D’un autre coté je voudrais bien aider ces fidèles qui sont à mon humble avis coincés/ piégés/ perplexes par une théorie qui ose prétendre que l’église n’existe plus…a mon avis gravement hérétique, blasphématoire et très dangereux. C’est comme dire a de tout petits enfants que leur mère est décédée..
Je vais faire ce que je peux, mais l’évêque a priorité bien sûr.
On trouve toute la doctrine sur ma chaîne et mon site.
Udp
Abbé EJ+
1ERE PARTIE : Réponse apéro
Cher fidèle,
Néanmoins pour vous donner au moins un minimum je vous donne ce texte à votre méditation :
Doctrine catholique sur la pérennité du sacerdoce :
L’Église catholique, dans sa tradition pré-1962, enseigne que le sacerdoce hiérarchique (prêtres et évêques), institué par le Christ, est indispensable à la mission de l’Église et perdurera jusqu’à la fin des temps. Voici les fondements scripturaires, patristiques et magistériels qui soutiennent cette doctrine, avec des références vérifiées :
1. Institution divine du sacerdoce
Le sacerdoce a été établi par Jésus-Christ lors de la Dernière Cène, lorsqu’Il a ordonné aux Apôtres de renouveler le sacrifice eucharistique : « Faites ceci en mémoire de moi » (Luc 22, 19 ; 1 Corinthiens 11, 24-25). Le Catéchisme du Concile de Trente (1566, Partie II, chap. 7) enseigne que le sacrement de l’Ordre a été institué par le Christ pour assurer la continuation de l’Eucharistie et des sacrements, nécessaires au salut jusqu’à la fin du monde. Cette institution divine implique une mission perpétuelle confiée aux Apôtres et à leurs successeurs.

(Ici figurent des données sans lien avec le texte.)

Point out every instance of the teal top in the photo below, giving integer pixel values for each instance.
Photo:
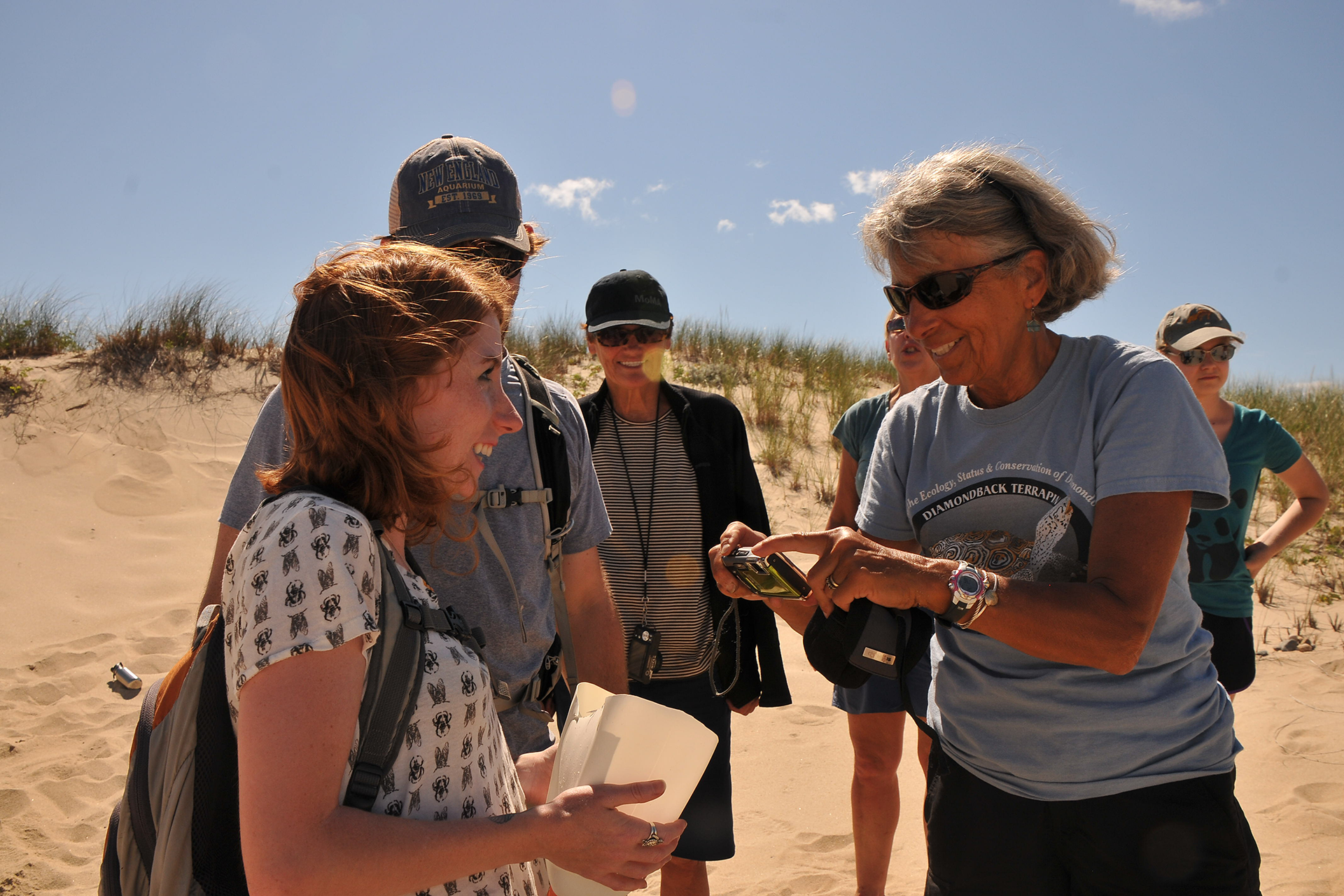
(858, 431)
(1217, 539)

2. Promesse de l’indéfectibilité de l’Église
Jésus a promis que l’Église fondée sur Pierre serait indestructible : « Tu es Pierre, et sur cette pierre je bâtirai mon Église, et les portes de l’enfer ne prévaudront pas contre elle » (Matthieu 16, 18). Cette indéfectibilité implique la permanence du sacerdoce, indispensable pour administrer les sacrements. Le Catéchisme du Concile de Trente (Partie I, chap. 10) affirme que l’Église, soutenue par la puissance divine, ne peut faillir et conservera toujours ses pasteurs et ses sacrements, même dans les temps de tribulation.
3. Succession apostolique
La transmission de l’autorité apostolique par l’imposition des mains garantit la continuité des évêques et des prêtres (Actes 1, 20-26 ; 1 Timothée 4, 14 ; 2 Timothée 1, 6). Le Concile de Trente (Session 23, canon 2) déclare que la hiérarchie ecclésiastique, composée des évêques, des prêtres et des autres ministres, est d’institution divine. Cette succession apostolique assure que le sacerdoce ne disparaîtra pas, car il est une structure essentielle de l’Église voulue par le Christ.

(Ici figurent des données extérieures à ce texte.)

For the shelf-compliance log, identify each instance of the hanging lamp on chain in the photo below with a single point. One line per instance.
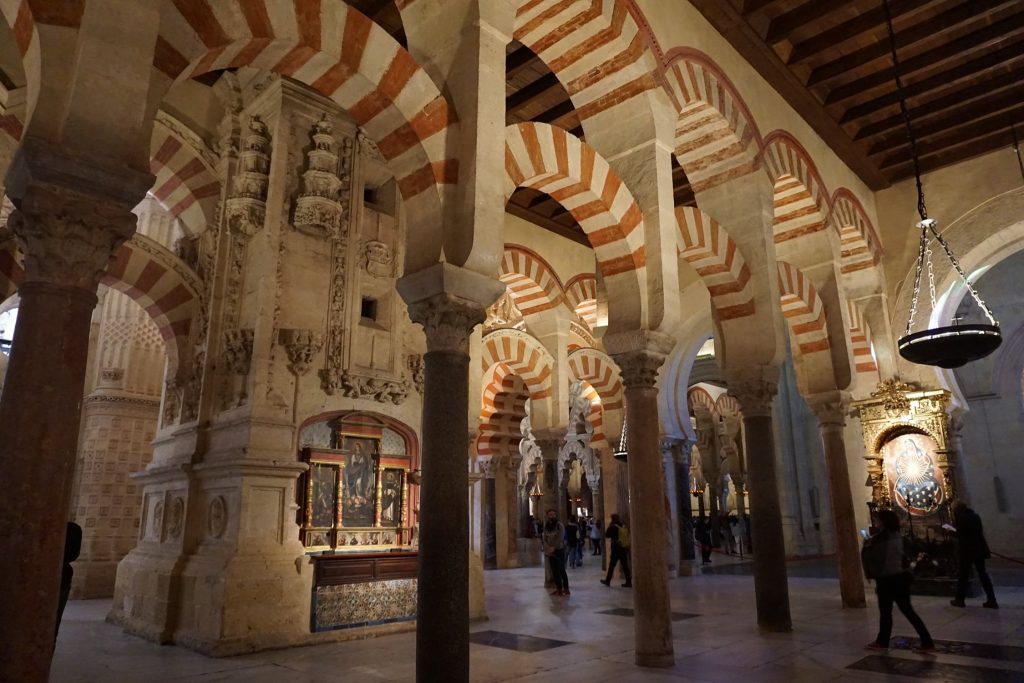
(622, 452)
(946, 346)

4. Nécessité des sacrements
Les sacrements, en particulier l’Eucharistie et la Pénitence, sont essentiels pour le salut. Le Concile de Trente, Session 14, chap. 1, enseigne que la Pénitence est nécessaire pour les pécheurs après le baptême, car elle restaure la grâce perdue par le péché mortel. De même, la Session 13, chap. 2, souligne le rôle central de l’Eucharistie dans la vie spirituelle des fidèles. Ces sacrements requièrent des prêtres ordonnés, et leur disparition rendrait impossible la mission salvifique de l’Église. Saint Thomas d’Aquin, dans la Somme théologique (III, q. 65, a. 3), explique que les sacrements, administrés par les prêtres, sont nécessaires à l’économie du salut, ce qui implique la permanence du sacerdoce tant que l’Église existe.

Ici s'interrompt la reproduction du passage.